James Surowiecki has an interesting piece in the New Yorker (http://www.newyorker.com/magazine/2016/01/25/bundynomics) that discusses the history of land ownership in the Northwest. The Bundy folks in their quaint cowboy hats have the spirit right, but the history and economics all wrong, in my opinion.
To suggest as they do that federal land be returned to private ownership is being disingenuous since the and was never in private hands. It was taken from the Northern Paiute Indians. When settlers began encroaching and using Paiute reservation land, the reservation was closed and the Indians forcibly removed to a different reservation in Washington. If the land were to be taken away from the feds it should be given back to the Paiute Indians. Land that did move into private hands was because the Homestead Act permitted the federal government to give land to settlers. Technically, it was never in private hands so land, if anything, should be reverting to the federal government, not the other way around.
But these guys are not really interested in that. They want the land for themselves, no one else. Surowieki points out that if the land were given to the states, it would raise taxes in those states because state land use fees are higher than federal and the states would have to pay for upkeep they avoid now. The states currently benefit from tourism on those lands.
"The libertarian appeal of the “take back the land” rhetoric masks a fundamental contradiction: the West has flourished because of the federal government’s help, not in spite of it. No region’s economy has depended more on subsidies and taxpayer-funded investment.

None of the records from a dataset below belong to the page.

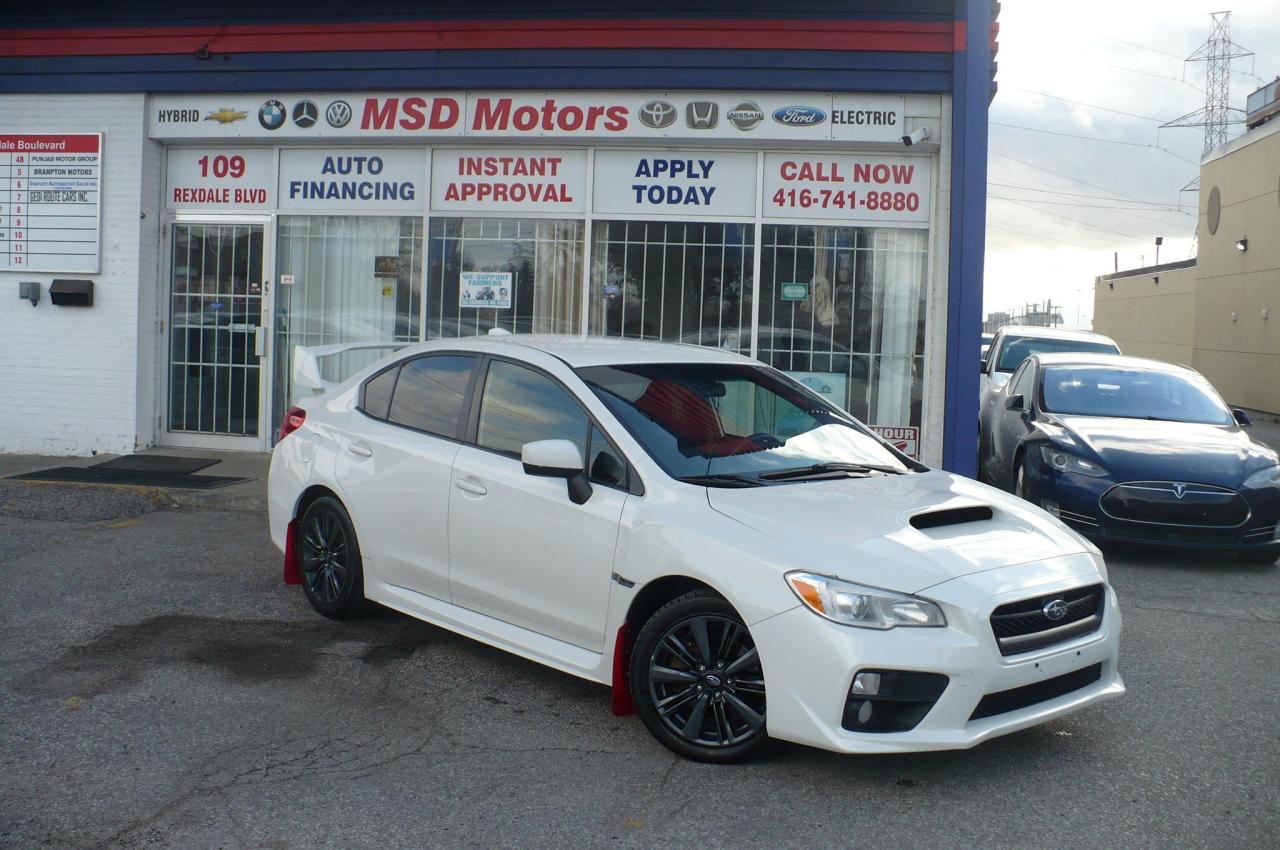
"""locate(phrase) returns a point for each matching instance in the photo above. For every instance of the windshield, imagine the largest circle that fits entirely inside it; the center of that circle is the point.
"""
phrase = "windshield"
(1133, 393)
(1019, 348)
(736, 421)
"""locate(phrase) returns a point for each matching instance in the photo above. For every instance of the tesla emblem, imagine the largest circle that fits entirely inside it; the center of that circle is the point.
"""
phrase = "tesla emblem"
(1055, 609)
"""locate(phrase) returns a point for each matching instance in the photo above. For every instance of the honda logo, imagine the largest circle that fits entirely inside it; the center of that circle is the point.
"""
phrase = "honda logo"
(702, 114)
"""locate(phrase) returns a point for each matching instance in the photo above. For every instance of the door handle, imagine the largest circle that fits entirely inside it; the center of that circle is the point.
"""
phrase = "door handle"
(471, 485)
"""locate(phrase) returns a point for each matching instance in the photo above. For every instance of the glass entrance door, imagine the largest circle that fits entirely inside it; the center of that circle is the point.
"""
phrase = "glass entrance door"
(215, 315)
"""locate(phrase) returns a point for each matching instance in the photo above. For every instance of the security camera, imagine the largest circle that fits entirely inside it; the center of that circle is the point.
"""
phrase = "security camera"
(917, 136)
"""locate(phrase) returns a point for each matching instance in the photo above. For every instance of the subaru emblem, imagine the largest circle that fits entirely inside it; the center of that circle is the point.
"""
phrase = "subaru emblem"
(338, 113)
(305, 113)
(272, 114)
(745, 115)
(658, 114)
(702, 114)
(1055, 609)
(799, 115)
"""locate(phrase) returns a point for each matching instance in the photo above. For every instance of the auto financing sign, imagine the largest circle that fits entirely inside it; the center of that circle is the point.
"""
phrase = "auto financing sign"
(708, 115)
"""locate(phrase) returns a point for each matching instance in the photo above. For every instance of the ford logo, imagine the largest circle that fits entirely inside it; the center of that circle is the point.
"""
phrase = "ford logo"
(799, 115)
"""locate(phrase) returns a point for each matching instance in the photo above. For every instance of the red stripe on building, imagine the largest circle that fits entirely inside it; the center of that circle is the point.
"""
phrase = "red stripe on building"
(493, 35)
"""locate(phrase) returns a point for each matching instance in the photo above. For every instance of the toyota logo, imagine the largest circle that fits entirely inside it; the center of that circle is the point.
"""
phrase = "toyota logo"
(305, 113)
(1055, 609)
(658, 114)
(338, 113)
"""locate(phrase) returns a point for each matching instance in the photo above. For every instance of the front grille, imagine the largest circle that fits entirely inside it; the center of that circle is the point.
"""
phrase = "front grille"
(1023, 626)
(1175, 503)
(1018, 698)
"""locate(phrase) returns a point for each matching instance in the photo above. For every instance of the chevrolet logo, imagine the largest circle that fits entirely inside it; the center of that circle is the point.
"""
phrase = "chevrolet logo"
(225, 115)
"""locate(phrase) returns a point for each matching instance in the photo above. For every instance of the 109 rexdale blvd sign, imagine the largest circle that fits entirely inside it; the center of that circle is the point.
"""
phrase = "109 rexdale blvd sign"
(693, 115)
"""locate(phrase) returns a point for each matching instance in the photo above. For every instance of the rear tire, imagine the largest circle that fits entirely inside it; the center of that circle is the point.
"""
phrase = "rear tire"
(333, 575)
(698, 682)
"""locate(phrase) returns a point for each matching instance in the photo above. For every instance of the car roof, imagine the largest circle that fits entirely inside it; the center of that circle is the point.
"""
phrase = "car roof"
(1055, 333)
(581, 350)
(1093, 359)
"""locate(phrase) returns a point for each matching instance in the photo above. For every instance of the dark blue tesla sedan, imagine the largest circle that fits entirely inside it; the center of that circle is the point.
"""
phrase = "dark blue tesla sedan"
(1132, 449)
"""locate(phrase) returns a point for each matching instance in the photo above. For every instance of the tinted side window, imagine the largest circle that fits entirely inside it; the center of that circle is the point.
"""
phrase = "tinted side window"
(430, 392)
(520, 406)
(604, 465)
(378, 393)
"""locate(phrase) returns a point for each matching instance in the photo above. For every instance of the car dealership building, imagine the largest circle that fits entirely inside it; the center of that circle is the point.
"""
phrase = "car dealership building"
(184, 200)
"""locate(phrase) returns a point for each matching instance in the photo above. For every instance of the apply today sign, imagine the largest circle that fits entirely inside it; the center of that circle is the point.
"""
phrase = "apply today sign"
(675, 183)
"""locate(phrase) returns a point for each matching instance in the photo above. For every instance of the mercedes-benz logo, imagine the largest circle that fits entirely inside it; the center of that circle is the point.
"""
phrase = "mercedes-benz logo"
(272, 114)
(305, 113)
(338, 113)
(658, 114)
(1055, 609)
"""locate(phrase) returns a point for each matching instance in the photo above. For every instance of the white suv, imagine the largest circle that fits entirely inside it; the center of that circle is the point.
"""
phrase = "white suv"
(732, 554)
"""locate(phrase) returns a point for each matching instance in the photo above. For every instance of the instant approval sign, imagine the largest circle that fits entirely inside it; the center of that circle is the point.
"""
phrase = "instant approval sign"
(685, 183)
(382, 179)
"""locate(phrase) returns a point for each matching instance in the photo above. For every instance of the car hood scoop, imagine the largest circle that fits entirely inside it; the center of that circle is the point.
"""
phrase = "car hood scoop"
(899, 531)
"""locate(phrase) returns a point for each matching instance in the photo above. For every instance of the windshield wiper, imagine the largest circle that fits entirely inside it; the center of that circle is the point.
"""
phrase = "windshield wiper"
(721, 479)
(826, 469)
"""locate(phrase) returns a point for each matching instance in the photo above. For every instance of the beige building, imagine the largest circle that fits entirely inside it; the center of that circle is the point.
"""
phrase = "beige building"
(1219, 312)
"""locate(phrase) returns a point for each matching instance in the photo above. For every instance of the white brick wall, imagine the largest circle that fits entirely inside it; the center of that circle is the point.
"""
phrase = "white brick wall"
(80, 380)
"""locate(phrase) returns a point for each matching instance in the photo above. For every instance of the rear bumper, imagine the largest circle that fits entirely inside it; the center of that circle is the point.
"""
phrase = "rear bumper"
(809, 665)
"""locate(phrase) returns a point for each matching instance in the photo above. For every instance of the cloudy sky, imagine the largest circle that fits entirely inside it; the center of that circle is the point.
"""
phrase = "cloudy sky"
(1063, 200)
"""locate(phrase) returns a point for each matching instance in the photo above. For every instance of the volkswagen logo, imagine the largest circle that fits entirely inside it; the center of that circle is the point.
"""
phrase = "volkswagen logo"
(338, 113)
(745, 115)
(658, 114)
(305, 113)
(1055, 609)
(799, 115)
(702, 114)
(272, 114)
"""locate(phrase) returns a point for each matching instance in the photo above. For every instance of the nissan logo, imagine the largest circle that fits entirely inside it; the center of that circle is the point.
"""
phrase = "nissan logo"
(658, 114)
(799, 115)
(1055, 609)
(745, 115)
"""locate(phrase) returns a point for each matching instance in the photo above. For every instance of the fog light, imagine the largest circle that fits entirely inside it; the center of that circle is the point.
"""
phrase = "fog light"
(865, 685)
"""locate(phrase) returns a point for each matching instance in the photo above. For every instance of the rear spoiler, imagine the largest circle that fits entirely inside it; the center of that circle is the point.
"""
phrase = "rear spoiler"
(306, 361)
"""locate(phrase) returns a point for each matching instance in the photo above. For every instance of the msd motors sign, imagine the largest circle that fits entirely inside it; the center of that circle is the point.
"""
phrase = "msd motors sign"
(707, 115)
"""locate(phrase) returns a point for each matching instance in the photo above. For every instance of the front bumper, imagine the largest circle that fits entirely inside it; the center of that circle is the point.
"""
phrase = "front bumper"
(809, 665)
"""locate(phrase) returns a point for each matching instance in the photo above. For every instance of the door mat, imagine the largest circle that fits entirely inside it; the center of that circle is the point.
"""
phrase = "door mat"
(97, 475)
(156, 464)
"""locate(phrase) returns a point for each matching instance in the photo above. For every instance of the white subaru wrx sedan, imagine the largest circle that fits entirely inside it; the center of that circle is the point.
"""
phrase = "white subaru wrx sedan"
(735, 556)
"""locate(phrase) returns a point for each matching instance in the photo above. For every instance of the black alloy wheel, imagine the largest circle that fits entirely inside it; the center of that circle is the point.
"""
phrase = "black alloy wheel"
(329, 560)
(698, 681)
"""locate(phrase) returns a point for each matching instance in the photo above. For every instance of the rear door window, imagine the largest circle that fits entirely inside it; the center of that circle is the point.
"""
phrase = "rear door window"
(430, 393)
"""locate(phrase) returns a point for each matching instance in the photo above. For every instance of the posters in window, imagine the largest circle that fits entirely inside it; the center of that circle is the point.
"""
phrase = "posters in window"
(485, 289)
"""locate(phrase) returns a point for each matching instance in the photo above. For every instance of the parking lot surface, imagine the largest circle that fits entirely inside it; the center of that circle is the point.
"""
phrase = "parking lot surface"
(160, 686)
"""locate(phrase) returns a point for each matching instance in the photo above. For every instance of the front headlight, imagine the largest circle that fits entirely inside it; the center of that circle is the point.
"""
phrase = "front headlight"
(1068, 462)
(853, 604)
(1269, 476)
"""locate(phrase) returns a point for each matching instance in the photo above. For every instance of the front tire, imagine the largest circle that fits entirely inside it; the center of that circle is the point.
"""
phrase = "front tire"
(698, 681)
(333, 575)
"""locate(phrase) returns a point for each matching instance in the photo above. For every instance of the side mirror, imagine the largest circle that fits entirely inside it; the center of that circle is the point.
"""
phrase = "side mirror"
(557, 458)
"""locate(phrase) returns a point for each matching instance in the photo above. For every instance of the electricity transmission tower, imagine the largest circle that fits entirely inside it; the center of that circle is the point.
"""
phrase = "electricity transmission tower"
(1216, 54)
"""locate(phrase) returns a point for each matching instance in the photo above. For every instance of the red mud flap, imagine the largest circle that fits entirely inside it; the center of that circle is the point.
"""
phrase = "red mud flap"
(292, 575)
(621, 703)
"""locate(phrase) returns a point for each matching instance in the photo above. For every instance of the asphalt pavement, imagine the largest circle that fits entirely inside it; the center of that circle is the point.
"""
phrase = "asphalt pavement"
(161, 688)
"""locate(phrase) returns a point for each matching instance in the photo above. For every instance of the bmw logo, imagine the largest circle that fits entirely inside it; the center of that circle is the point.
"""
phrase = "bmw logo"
(338, 113)
(305, 113)
(272, 114)
(745, 115)
(658, 114)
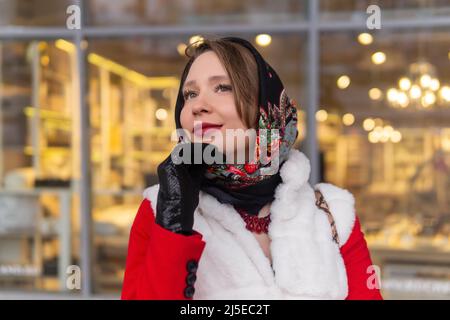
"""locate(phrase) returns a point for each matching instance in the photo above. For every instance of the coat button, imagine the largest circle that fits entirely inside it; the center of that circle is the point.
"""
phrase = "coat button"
(189, 291)
(190, 279)
(191, 266)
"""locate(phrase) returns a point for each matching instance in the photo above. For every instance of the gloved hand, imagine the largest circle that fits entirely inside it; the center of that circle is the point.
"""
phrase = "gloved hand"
(179, 188)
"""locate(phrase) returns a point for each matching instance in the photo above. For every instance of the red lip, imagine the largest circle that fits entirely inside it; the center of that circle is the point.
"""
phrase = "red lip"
(202, 127)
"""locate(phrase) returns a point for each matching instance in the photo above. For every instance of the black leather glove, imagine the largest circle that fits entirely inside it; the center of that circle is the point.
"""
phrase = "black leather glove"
(179, 188)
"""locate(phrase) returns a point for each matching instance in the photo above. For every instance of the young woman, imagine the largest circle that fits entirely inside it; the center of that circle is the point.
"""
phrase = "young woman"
(229, 231)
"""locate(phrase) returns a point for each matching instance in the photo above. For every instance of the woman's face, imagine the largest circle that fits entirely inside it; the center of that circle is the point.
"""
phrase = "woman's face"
(209, 104)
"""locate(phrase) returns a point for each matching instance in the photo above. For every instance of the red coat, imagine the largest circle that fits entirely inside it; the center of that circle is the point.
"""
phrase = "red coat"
(157, 259)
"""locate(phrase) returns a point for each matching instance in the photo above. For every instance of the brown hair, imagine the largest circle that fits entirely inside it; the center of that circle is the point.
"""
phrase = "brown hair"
(242, 70)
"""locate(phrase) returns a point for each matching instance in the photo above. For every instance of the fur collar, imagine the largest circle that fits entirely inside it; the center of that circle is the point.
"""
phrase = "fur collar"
(307, 263)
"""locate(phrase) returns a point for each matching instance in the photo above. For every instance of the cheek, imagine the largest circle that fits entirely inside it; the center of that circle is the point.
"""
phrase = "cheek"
(185, 119)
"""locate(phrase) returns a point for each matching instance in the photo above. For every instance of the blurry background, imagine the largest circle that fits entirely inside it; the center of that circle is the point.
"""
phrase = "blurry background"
(86, 116)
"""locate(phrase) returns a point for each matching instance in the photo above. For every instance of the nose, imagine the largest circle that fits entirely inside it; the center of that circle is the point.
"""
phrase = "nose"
(201, 107)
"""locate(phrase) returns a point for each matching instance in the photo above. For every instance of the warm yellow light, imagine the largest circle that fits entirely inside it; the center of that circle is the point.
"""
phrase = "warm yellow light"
(348, 119)
(365, 38)
(321, 115)
(402, 99)
(197, 39)
(435, 84)
(396, 136)
(415, 92)
(65, 45)
(425, 80)
(378, 57)
(429, 98)
(385, 135)
(161, 114)
(404, 84)
(445, 93)
(45, 60)
(388, 129)
(378, 122)
(392, 94)
(343, 82)
(374, 137)
(368, 124)
(375, 94)
(263, 40)
(181, 47)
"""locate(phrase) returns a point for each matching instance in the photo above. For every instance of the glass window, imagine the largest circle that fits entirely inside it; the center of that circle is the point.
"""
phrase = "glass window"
(193, 12)
(34, 12)
(38, 165)
(384, 133)
(133, 85)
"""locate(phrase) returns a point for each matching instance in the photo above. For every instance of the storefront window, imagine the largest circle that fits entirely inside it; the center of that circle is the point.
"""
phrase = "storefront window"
(38, 165)
(194, 12)
(391, 9)
(42, 13)
(384, 133)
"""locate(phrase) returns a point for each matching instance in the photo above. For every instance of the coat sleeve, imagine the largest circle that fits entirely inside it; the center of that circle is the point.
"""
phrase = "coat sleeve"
(357, 261)
(160, 264)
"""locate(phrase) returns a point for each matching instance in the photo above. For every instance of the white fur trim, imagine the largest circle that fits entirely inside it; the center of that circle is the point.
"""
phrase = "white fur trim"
(342, 206)
(307, 262)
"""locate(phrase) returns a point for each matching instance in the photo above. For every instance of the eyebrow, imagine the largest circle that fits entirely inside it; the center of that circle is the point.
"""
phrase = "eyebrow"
(210, 79)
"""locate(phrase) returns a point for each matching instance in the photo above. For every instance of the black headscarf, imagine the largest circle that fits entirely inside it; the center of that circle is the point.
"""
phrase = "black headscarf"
(244, 186)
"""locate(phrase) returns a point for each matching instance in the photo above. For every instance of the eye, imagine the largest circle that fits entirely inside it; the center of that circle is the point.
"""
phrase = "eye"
(223, 87)
(187, 94)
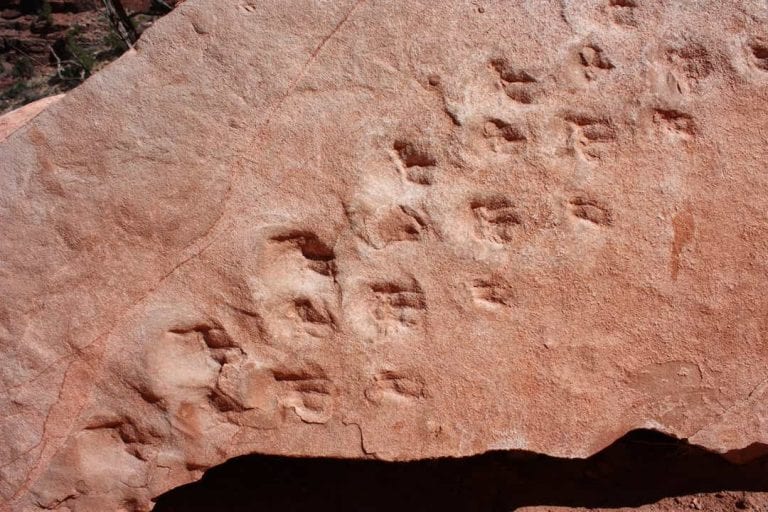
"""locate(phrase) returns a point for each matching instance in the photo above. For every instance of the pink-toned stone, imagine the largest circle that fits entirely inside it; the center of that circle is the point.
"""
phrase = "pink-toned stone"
(386, 229)
(15, 119)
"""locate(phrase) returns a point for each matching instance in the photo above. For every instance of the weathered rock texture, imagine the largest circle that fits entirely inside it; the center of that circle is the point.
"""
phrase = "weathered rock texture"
(386, 229)
(15, 119)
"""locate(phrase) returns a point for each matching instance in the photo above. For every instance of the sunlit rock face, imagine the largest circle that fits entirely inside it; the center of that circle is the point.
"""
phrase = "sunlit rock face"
(386, 229)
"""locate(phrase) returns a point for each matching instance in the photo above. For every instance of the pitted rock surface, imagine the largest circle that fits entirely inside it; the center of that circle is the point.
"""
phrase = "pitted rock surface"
(386, 229)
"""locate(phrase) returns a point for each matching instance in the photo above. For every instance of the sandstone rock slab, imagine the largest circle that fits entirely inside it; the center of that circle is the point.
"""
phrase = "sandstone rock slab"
(386, 229)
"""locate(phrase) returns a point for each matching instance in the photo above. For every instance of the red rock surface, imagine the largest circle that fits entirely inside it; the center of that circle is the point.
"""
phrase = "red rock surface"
(15, 119)
(392, 230)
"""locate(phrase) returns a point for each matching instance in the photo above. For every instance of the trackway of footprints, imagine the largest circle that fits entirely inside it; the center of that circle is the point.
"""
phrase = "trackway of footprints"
(397, 308)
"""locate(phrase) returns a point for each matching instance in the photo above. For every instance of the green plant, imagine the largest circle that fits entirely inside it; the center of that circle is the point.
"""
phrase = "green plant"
(115, 43)
(81, 56)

In the nineteenth century, the Homestead Act handed out free land to settlers, and the transcontinental railroad was built thanks to cheap land grants and huge government outlays. The federal government has played a vital role in managing the Western watershed, while investing billions of dollars in dams and other public infrastructure. As the historian Gerald Nash has shown, the West’s postwar boom was jump-started by money the government poured into the region during the Second World War."